Kegiatan ini dilakukan agar masyarakat mematuhi peraturan dalam berkendara dan mematuhi tata tertib berlalu lintas. Operasi zebra tersebut digelar di depan Mapolsek Jampangkulon, Sabtu (26/10/2024).
Dalam pelaksanaannya, Polsek Jampangkulon berhasil merazia puluhan pengendara roda dua yang melakukan pelanggaran, baik kendaraan yang tidak dilengkapi dengan fasilitas semestinya, maupun pengendara yang tidak memiliki surat surat, termasuk tidak mengenakan helm.
“Operasi Zebra dilaksanakan, Tujuannya untuk menekan tingkat pelanggaran lalu lintas, dan menekan terjadinya kecelakaan lalu lintas yang mengakibatkan meninggal dunia,” kata Iptu muhlis Kapolsek Jampangkulon.
Lebih lanjut kata Iptu Muhlis, pihaknya melakukan operasi tersebut bukan semata-mata untuk mencari pelanggar, tapi tujuannya untuk keselamatan semua pengguna jalan.

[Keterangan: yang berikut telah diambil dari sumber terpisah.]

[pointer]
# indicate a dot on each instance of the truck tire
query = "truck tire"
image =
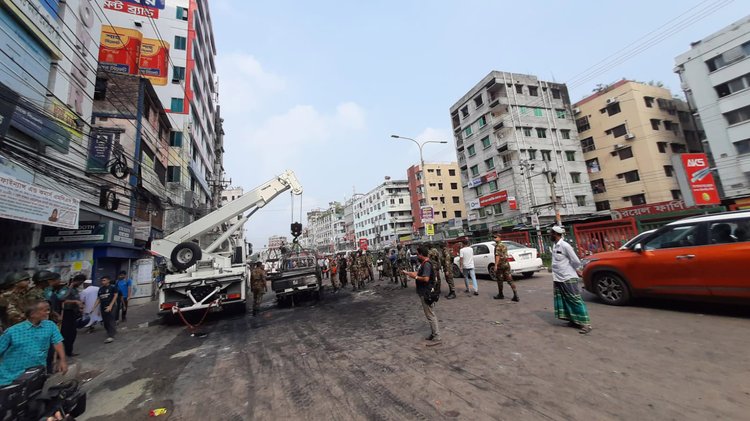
(185, 255)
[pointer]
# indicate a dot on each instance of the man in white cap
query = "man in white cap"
(568, 302)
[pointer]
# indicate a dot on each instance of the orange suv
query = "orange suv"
(705, 257)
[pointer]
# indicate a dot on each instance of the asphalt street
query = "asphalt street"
(361, 356)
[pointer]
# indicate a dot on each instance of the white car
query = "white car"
(523, 260)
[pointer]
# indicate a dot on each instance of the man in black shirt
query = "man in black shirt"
(425, 281)
(107, 297)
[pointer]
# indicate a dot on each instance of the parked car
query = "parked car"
(523, 260)
(702, 257)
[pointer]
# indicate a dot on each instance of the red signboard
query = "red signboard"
(700, 179)
(493, 199)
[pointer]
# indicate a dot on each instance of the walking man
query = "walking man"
(568, 302)
(466, 265)
(258, 286)
(425, 281)
(502, 269)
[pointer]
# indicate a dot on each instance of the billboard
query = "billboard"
(154, 60)
(120, 49)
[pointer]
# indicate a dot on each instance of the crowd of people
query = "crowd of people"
(40, 316)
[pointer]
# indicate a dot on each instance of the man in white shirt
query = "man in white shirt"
(569, 304)
(466, 265)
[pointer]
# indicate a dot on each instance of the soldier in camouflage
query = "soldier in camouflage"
(258, 286)
(502, 269)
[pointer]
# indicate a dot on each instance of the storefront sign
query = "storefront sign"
(494, 198)
(30, 203)
(651, 209)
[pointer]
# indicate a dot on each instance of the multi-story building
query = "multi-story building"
(440, 187)
(628, 133)
(172, 43)
(715, 75)
(383, 214)
(519, 153)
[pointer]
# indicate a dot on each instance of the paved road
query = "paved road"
(361, 356)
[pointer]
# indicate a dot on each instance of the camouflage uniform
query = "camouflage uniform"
(258, 286)
(502, 271)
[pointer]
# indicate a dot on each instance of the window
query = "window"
(175, 139)
(598, 187)
(173, 173)
(178, 74)
(182, 13)
(177, 105)
(738, 116)
(180, 43)
(582, 124)
(100, 89)
(602, 206)
(617, 131)
(587, 145)
(630, 176)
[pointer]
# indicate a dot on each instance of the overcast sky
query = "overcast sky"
(318, 87)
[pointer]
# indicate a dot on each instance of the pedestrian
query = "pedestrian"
(25, 344)
(448, 271)
(106, 301)
(502, 269)
(88, 298)
(425, 281)
(71, 312)
(466, 266)
(258, 285)
(569, 304)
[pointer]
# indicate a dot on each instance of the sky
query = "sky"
(319, 87)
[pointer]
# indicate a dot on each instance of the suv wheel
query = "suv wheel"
(611, 289)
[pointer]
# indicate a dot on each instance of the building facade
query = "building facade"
(383, 215)
(519, 153)
(438, 186)
(715, 75)
(629, 132)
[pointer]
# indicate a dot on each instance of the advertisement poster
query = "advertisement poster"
(120, 49)
(154, 61)
(29, 203)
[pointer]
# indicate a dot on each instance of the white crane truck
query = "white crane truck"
(210, 272)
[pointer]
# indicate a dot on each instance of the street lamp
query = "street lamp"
(422, 167)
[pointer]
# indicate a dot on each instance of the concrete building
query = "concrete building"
(516, 142)
(443, 183)
(715, 75)
(628, 133)
(383, 214)
(175, 46)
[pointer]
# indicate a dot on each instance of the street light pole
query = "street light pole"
(428, 201)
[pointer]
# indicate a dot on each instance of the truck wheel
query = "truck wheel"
(185, 255)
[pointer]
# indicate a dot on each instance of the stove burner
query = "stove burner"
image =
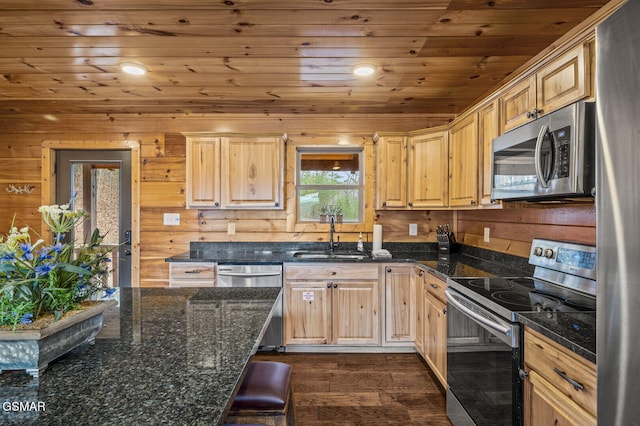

Ia mengimbau agar para pengendara selalu memeriksakan kendaraannya secara berkala agar tidak melanggar aturan yang berlaku.
Sambung dia, Operasi Zebra Lodaya 2024 sendiri merupakan operasi lalu lintas yang dilakukan secara serentak oleh aparat kepolisian di seluruh Indonesia untuk meningkatkan kesadaran masyarakat akan pentingnya keselamatan di jalan raya.
Dengan adanya peran aktif jajaran Polsek dalam mendukung Ops Zebra Lodaya 2024, angka pelanggaran lalu lintas di Indonesia dapat terus berkurang.
“Kami mengimbau kepada masyarakat Jampangkulon khususnya dan masyarakat luas untuk melengkapi surat-surat kendaraan dan taat aturan lalu lintas. Jika menemukan pelanggar ringan kami akan melakukan tindakan yang pertama yaitu himbauan,” ujarnya
“Kami akan melaksanakan penilangan baik itu tilang elektronik maupun tilang manual jika terdapat pelanggaran berat. Seperti tidak menggunakan helm, tidak lengkap surat-surat, menggunakan knalpot brong, dan lainnya,” pungkas Iptu Muhlis.